Multi-box labeling Point-to-boundary loss Heading correction
Problem

Articulated & occluded

  • Tractor + trailer 1 + trailer 2 … each section a different angle → single box distorts IoU; sparse points
Labeling

Multi-box supervision

  • Hand-label multi-section trailers so the model learns to emit several boxes per vehicle
Loss

Point-to-boundary alignment

  • For each LiDAR point P: cast a ray from box center through P
  • Ray ∩ box boundary = P_lLoss = dist(P, P_l)
  • Point outside → loss rotates/translates the box onto the cloud; aligned → loss → 0
Result

Tight, correctly-oriented boxes

  • Boxes hug the trailer surface; heading error sharply reduced
Geometry-alignment loss
Point-to-boundary geometry loss construction
Top: heading too large → loss pulls the box. Bottom: aligned → loss ≈ 0.
Trailer heading prediction failures
Before. Boxes miss the trailer body with large heading errors.
Automatic 3D detection and labeling result
After. Stable, tightly-fitted automatic 3D detection and labeling.

Workstream D · Production · Seyond Falcon K1

Pure LiDAR 3D detection

A production 3D detector for solid-state LiDAR — an open pipeline redesigned around reflectivity features and dilated convolutions, tuned for the sparse far field.

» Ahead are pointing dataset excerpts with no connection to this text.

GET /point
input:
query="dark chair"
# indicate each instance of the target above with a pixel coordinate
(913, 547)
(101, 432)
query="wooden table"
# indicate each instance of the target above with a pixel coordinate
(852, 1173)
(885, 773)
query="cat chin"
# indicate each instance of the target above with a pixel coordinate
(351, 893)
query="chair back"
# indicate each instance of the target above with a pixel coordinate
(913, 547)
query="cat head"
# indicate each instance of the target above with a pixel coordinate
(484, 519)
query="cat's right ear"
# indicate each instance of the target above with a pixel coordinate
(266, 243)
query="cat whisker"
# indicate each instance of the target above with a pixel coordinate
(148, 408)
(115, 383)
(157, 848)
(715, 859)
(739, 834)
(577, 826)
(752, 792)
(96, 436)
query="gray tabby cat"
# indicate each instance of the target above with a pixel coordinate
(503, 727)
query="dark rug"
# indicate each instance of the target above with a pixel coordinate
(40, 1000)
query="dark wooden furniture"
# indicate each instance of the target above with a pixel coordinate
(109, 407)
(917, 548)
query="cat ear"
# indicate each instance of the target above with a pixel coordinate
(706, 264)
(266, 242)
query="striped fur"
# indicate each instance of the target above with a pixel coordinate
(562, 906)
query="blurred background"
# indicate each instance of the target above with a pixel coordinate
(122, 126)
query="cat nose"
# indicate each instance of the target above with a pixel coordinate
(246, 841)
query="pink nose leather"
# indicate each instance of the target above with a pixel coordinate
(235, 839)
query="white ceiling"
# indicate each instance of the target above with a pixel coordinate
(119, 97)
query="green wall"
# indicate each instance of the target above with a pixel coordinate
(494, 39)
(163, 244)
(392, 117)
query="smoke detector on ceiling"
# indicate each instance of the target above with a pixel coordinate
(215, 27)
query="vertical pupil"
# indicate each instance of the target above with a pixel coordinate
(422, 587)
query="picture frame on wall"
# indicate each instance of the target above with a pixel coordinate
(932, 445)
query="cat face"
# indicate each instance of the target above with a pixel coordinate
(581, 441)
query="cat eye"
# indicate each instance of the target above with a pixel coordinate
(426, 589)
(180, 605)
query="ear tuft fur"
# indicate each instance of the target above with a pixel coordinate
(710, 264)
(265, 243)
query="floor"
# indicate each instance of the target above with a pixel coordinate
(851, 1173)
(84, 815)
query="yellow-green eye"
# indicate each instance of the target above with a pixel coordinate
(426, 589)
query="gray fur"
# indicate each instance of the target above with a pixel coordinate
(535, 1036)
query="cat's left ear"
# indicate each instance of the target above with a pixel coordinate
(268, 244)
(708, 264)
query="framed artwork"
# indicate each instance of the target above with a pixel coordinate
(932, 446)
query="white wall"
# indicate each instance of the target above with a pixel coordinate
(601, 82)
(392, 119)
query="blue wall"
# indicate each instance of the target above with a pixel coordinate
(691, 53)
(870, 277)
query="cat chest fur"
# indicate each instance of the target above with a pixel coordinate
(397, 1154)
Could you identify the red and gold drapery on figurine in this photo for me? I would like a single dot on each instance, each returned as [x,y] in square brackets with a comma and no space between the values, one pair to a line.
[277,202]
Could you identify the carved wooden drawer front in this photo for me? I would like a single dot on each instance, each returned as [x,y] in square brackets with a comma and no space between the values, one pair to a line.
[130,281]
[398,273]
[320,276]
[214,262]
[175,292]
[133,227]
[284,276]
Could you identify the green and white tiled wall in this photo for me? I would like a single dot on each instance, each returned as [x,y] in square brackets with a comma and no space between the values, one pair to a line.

Reflectivity feature Dilation FPN CenterHead · NMS-free INT8 · Orin
01 · Preprocess

Point-cloud preparation

  • Range filter → RANSAC ground removal → reflectivity normalize → pillar voxelization
02 · Pillars

PillarFeatureNet

  • Feature [x,y,z,intensity,x_c,y_c,z_c,x_p,y_p]; reflectivity is the core cue; hash voxelization + INT8 MLP
03 · Scatter

Sparse → dense BEV

  • CUDA scatter via pillar-coordinate hash → dense pseudo-image (~35% faster end-to-end)
04 · Backbone

SECOND + Dilation FPN

  • Dilated deconv d = 1,2,4 enlarges receptive field for sparse far-field context
05 · Head

CenterHead

  • Center heatmap (GaussianFocalLoss) + regression (offset / z / size / rotation / velocity); NMS-free peak extraction
Algorithm framework
Pure LiDAR 3D detection framework
Solid-state-LiDAR detector: pillars → scatter → SECOND + Dilation FPN → CenterHead.

Ablation · mAP by class

What each idea contributes

MethodmAPCarBicyclePedestrianConeTruckBusTricycle
Pillar features (baseline)0.6670.9590.8350.7100.7220.6280.8630.615
+ Reflectivity0.7040.9660.8610.7800.7870.6530.8730.715
+ Dilation FPN0.7190.9640.8650.7930.8190.7010.8870.722
Voxel sparse features0.7140.9540.8740.8380.8440.5860.8390.775
Reflectivity + dilated conv (final)0.7630.9680.9090.8850.9070.7800.8920.760
Confidentiality note. Only public-level pipeline structure is shown. Internal datasets, labeling rules, exact metrics, model parameters, and customer-specific details are omitted; thresholds are illustrative.